Shortcomings of the book aside, I would recommend this book to others for the value of seeing the historical view of a Palestinian Christian refugee. This alone is well worth the read. Additionally, seeing the situation in the Middle East through the eyes of a Palestinian is perhaps easier for those in the West when seen through the eyes of a bishop of a Christian church rather than a Muslim Imam. However, the injury which is done to the gospel and the disregard of the Scriptures, was a bit of a disappointment. Younan’s nonviolent witness is a good example for all Christians; I just wish he would share the gospel of Luther along with his passion for social justice. All that seems to be of concern for Younan is of this world; he ignores the Kingdom which is not of this age.
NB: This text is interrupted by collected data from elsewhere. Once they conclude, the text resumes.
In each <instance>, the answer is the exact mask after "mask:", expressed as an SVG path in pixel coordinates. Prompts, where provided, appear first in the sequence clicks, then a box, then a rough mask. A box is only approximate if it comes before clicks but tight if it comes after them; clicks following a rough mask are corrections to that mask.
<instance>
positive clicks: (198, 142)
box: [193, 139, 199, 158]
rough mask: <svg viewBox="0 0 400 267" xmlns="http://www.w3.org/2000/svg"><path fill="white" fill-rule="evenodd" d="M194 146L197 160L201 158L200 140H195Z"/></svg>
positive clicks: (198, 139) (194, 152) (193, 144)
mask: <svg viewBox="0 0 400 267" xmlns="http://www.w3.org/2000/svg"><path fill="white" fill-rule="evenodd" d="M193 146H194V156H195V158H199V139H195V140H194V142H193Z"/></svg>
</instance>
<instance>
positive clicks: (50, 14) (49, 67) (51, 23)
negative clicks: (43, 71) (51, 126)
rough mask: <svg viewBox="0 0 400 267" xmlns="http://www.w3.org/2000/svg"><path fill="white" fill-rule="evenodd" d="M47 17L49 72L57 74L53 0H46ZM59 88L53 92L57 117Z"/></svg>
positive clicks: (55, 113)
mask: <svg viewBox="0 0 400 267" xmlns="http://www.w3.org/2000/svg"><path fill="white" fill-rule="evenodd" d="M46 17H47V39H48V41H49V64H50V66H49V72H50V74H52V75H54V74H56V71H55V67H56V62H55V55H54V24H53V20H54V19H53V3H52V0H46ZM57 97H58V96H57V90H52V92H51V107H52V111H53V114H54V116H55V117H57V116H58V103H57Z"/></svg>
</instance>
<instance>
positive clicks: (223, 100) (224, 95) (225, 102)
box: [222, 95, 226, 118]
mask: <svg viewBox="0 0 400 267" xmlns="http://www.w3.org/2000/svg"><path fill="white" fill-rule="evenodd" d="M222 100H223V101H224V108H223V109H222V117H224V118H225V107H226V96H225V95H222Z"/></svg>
I would like to see a witness truly in word and deed as Younan describes early in the book; a witness that not only suffers for others and speaks prophetically for justice, but a witness who also proclaims the good news of the Triune God. God the Father sent the Son who joyfully and obediently died to pay for the sins of the world. This then applied by the Holy Spirit to all who believe and who in turn witness to this saving work of God. Of course this would be unacceptable to both Muslim and Israeli in contemporary Jerusalem and would not lead to the sort of peace Younan seeks. But perhaps there is a different peace which is also to be sought, a peace with God through Christ. I shudder to even write these words, but it seems that we can forget that Jesus did not only come to bring an earthly peace (Matthew 10:34, Luke 12:51), but rather to call a people to be his own possession—eager to do what is good. This sometimes will divide, yet there is much more at stake for us all if Jesus indeed told us the truth.
 The millet system was a system of self government in civil and religious matters for the various sects and religious groups in the Holy Land.
 Whether the state has a just right to the use of force to maintain order and a just society is not the point here. Only that Christians ought to reject revenge and personal vigilantism and not force the issue of justice through personal violent reprisal.